Ford Panel to Review IPO Claim
DETROIT — Ford Motor Co.’s board of directors has formed a committee to review a shareholder claim that the automaker itself -- not just its chairman -- should have had the chance to purchase shares in brokerage Goldman Sachs’ initial public offering in 1999.
The House Financial Services Committee disclosed in October that Goldman allocated 400,000 shares of its IPO to William Clay Ford Jr., the great-grandson of the automaker’s founder and now its chairman and chief executive.
In a Nov. 13 letter to the company, an attorney for shareholder Roger Berger called for the board to investigate and recover potential damages for not getting to invest in the shares at the same time.
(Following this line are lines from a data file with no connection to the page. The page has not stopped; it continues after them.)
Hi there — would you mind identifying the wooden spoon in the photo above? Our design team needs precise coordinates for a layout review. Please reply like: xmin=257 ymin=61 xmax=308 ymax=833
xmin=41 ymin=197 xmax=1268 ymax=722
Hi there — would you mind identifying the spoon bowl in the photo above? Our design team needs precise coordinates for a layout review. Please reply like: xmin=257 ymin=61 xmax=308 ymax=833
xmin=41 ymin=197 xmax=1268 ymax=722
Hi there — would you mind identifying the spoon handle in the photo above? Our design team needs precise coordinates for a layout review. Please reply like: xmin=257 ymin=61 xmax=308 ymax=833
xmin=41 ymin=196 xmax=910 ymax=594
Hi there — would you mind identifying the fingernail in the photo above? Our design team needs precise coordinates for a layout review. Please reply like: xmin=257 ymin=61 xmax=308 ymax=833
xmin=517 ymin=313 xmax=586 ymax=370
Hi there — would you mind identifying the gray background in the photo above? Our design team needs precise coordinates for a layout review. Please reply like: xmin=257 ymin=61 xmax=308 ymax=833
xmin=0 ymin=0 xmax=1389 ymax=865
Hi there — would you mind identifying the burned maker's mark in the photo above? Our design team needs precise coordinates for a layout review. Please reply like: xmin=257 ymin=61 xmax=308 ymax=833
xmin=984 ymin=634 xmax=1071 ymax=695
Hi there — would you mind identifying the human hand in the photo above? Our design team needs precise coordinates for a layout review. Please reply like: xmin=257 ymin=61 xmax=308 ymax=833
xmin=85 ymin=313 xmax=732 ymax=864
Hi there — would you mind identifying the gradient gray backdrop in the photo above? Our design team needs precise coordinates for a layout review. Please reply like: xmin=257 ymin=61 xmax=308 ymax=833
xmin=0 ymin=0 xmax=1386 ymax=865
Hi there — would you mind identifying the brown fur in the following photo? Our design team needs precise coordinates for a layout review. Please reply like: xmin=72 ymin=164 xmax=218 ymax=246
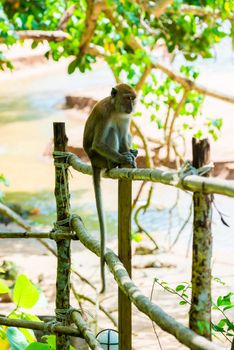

The attorney, Robert Curry, said Ford would not have received the allocation were it not for his position.
Shares of Goldman, which were offered at $53 a share on May 3, 1999, rose to a peak of $132 by September 2000. They closed Thursday on the New York Stock Exchange at $74.23.
Berger wants the executive’s shares or the profit from their sale -- which would now be about $8.4 million -- to be transferred to the company.
Jim Vella, a spokesman for the automaker, did not say when the board committee would complete its review.
Goldman Sachs spokesman Lucas Van Praag has said the IPO allocation was appropriate based on the more than 50 years that Ford’s family has used Goldman as a private investment manager.
The automaker also has chosen Goldman for banking business that has generated fees for the brokerage.
In October, congressional investigators said Goldman Sachs offered shares of IPOs to executives of at least 20 companies that had steered lucrative business to the firm.
Goldman has denied any inappropriate actions.
William Clay Ford Jr. on Thursday defended his investment in the stock. In a message to employees, he said the purchase was “not related in any way to company business.”
He was nonexecutive chairman of Ford at the time Goldman went public. He became CEO in October 2001 after ousting Jacques Nasser.